- Allegiance: Bangladesh
- Branch: Bangladesh Army Bangladesh Rifles
- Service years: 1977–2009
- Rank: Major General
- Unit: East Bengal Regiment
- Commands: Director General of National Security Intelligence; Director General of Directorate General of Forces Intelligence; Deputy Director General of Bangladesh Rifles; Commander of 72nd Infantry Brigade;

19th Director General of Directorate General of Forces Intelligence
- In office 2005–2006
- President: Iajuddin Ahmed
- Prime Minister: Khaleda Zia
- Preceded by: Mohammad Abdul Halim
- Succeeded by: Sadik Hasan Rumi

= Rezzakul Haider Chowdhury =

Bangladeshi military personnel

Rezzakul Haider Chowdhury is a retired Bangladesh Army officer who is the former director of the Directorate General of Forces Intelligence and National Security Intelligence.

== Career ==
Chowdhury maintained regular contact with Tarique Rahman while at Directorate General of Forces Intelligence. He was the director general of Directorate General of Forces Intelligence from 2005 to 2006. He met with Paresh Baruah of the United Liberation Front of Asom to discuss smuggling arms for Indian separatist outfit. He also served as the directors general of the National Security Intelligence from 20 April 2008 to 17 March 2009.

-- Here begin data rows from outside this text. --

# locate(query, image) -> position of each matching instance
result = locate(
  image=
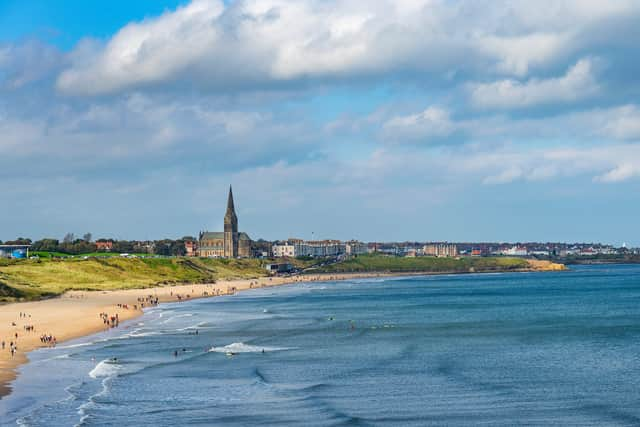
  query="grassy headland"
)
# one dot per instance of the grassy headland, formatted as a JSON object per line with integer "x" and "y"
{"x": 34, "y": 279}
{"x": 23, "y": 280}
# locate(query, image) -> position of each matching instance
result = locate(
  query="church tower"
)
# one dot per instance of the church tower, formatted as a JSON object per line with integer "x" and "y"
{"x": 230, "y": 229}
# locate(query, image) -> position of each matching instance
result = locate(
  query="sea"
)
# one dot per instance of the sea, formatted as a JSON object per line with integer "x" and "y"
{"x": 556, "y": 348}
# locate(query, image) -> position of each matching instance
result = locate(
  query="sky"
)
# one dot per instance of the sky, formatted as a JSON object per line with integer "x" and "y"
{"x": 387, "y": 120}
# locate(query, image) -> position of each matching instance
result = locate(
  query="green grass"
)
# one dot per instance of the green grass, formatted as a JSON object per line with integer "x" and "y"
{"x": 383, "y": 263}
{"x": 46, "y": 254}
{"x": 33, "y": 279}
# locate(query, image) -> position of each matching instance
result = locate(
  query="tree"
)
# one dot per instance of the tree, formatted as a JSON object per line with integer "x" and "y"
{"x": 46, "y": 245}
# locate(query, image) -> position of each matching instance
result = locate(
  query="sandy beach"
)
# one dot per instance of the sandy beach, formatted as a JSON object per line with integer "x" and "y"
{"x": 77, "y": 313}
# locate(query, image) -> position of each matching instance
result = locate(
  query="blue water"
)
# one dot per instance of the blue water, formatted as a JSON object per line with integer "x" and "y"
{"x": 496, "y": 349}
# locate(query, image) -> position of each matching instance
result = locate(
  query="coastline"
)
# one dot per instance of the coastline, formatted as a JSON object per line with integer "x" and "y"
{"x": 77, "y": 313}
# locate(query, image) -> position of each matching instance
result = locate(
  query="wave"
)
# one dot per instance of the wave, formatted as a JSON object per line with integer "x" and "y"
{"x": 239, "y": 347}
{"x": 105, "y": 368}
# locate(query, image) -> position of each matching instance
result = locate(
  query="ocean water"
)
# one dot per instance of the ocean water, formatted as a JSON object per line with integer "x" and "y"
{"x": 493, "y": 349}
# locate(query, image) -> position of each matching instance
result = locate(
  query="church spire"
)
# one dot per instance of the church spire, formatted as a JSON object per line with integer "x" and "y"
{"x": 230, "y": 208}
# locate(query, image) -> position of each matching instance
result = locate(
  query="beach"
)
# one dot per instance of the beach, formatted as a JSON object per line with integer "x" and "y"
{"x": 558, "y": 348}
{"x": 78, "y": 313}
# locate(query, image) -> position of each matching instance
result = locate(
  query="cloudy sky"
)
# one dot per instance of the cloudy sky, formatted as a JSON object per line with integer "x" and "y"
{"x": 376, "y": 120}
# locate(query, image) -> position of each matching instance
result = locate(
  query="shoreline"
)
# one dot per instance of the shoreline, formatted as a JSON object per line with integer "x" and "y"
{"x": 76, "y": 314}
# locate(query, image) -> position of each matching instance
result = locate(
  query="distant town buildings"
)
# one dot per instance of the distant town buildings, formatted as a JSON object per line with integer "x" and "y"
{"x": 317, "y": 248}
{"x": 228, "y": 243}
{"x": 440, "y": 250}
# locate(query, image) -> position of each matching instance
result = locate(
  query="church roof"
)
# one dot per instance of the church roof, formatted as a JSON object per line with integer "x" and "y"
{"x": 213, "y": 235}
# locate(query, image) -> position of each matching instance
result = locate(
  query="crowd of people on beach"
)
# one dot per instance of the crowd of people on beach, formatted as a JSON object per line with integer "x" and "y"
{"x": 48, "y": 339}
{"x": 112, "y": 321}
{"x": 13, "y": 341}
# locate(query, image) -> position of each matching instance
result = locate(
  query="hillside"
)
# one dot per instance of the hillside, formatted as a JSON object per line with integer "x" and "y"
{"x": 33, "y": 279}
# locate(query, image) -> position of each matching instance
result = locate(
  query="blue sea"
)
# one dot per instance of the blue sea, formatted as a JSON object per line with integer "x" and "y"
{"x": 495, "y": 349}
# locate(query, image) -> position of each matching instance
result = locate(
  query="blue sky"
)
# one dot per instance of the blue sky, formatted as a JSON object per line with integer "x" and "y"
{"x": 386, "y": 120}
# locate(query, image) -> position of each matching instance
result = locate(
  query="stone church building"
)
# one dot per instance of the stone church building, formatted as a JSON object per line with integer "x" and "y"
{"x": 228, "y": 243}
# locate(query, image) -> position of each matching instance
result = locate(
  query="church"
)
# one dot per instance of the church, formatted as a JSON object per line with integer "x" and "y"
{"x": 228, "y": 243}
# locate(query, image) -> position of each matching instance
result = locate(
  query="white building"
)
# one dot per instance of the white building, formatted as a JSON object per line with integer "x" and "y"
{"x": 315, "y": 248}
{"x": 515, "y": 251}
{"x": 284, "y": 250}
{"x": 354, "y": 247}
{"x": 440, "y": 250}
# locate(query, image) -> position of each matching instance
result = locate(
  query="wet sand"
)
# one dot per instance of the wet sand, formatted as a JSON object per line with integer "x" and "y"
{"x": 77, "y": 313}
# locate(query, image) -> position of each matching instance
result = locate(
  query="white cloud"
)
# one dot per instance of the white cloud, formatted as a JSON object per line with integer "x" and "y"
{"x": 269, "y": 42}
{"x": 620, "y": 173}
{"x": 578, "y": 83}
{"x": 516, "y": 55}
{"x": 432, "y": 123}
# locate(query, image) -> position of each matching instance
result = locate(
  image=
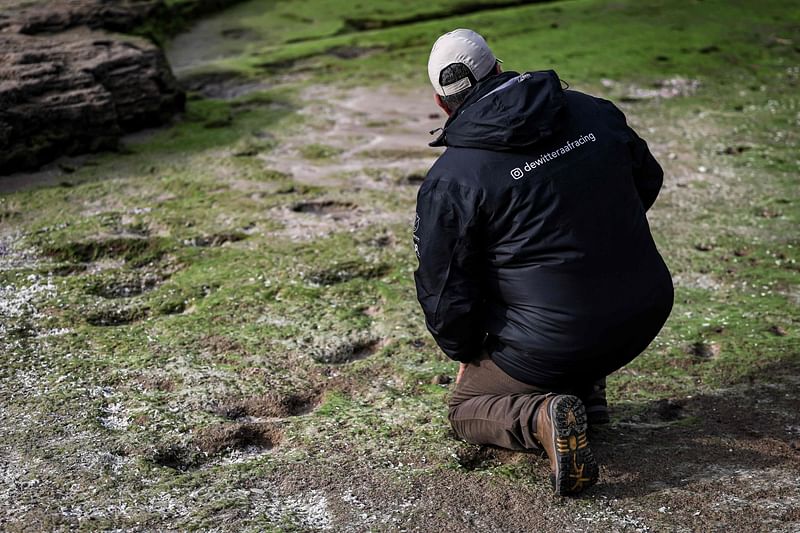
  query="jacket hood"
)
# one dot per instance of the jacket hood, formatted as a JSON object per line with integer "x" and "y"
{"x": 507, "y": 112}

Chowdhury was sentenced to death in 2014 for the 2004 arms and ammunition haul in Chittagong. The arms were destined for ULFA rebels in India. He held meetings with officials of ARY Group and the Pakistan intelligence agency ISI regarding the smuggling of arms. However, on 18 December 2024, he was acquitted by high court in this case. Chowdhury was sentenced to death in the 2004 Dhaka grenade attack which was an attempted assassination of Sheikh Hasina, former Prime Minister of Bangladesh and leader of Awami League. On 1 December 2024, he was acquitted by high court in August 21 grenade attack cases.